Posted by: Severin Schneider | December 28, 2008 at 07:06 PM
I'm not going to get into the argument about whether or not cows produce methane. Or if there is or is not "global warming." But I will say this: If this "tax" were introduced, the only ONE thing would happen. Farmers would go out of business. There is absolutely no way a farmer can re-coup the money lost through this tax. The tax would account for more than they make in profit.
Consider that farmers have absolutely no say in how much they sell their beef/wheat/crops for. They can only hold it for a short time while the prices fluctuate.
My parents' farm, which is one of the most successful in their area (they've out-lasted 95% of the farmers in the 35 years they've been farming), has ~600 cows. ~$90 * 600 = $54000. In the 35 years that they've been farming, they've NEVER made that much profit. And their farm/ranch has been considered a "success" compared to most farmers in the area, with extremely tight expense control and very diligent and efficient work ethics. There is absolutely no way they could survive such a tax.

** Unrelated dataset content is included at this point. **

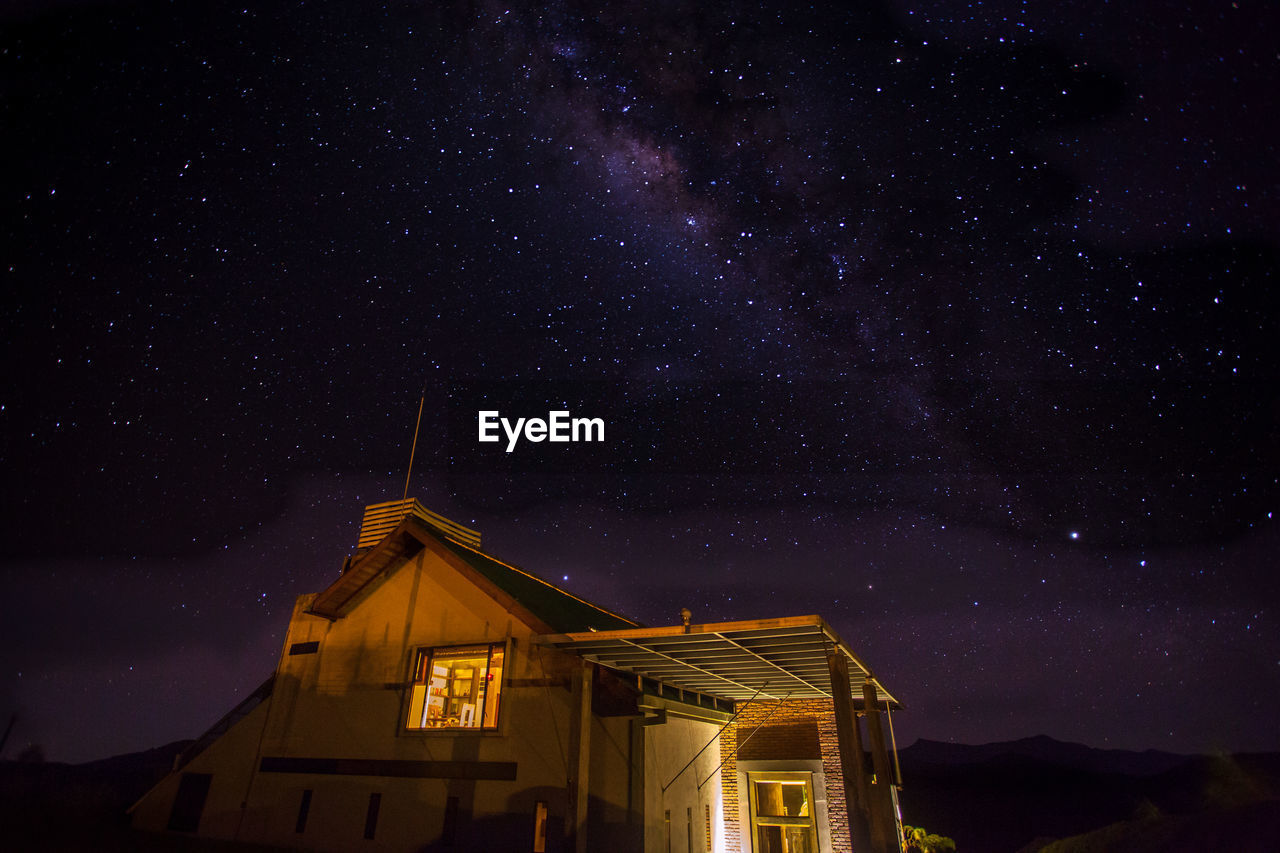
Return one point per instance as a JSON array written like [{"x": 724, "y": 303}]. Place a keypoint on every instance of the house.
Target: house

And to the dude that suggested that the government should force us to cut our meat intake... What about us on the low-end of the income spectrum that barely have enough money for that one steak every few months?
While eating very little meat may be healthy for you, you probably have an entirely different body type and metabolism than I do. You are also likely to be much less active than I am. I NEED the beef to maintain my health. The idea that you and the government should be allowed to regulate what I eat is a complete pile of bull shit. <-- Look! You're probably producing more methane than my entire herd!!
Posted by: Doug | January 18, 2009 at 12:55 PM
It is to "suggest" producer foods rather than consumer foods. Blame your biological universities for this "mess."
In other words, we have over popluation and "they" cannot fix it, so the next best thing is to "tax" it. Makes sense right?
Allot of your ACORN followers are behind this type of thinking--green earth, no carbons (even though the Earth recycles it own carbons); most science texts imply that the Earth is a closed system with the sun, if so, then heat is a natural result of energy--no way around it. The scientists who know this answer refuse to speak up becuase of what--federal funding!
The independent parties are blamed for spreading theories while the liberals tax one. Yet the law clearly states that one cannot approbate and reprobate the same maxim.
Posted by: zarxo | April 17, 2009 at 09:35 PM
Hilarious, simply hilarious! This has to be a democrat brainstorm, it SO fits their transparant revenue scavenging.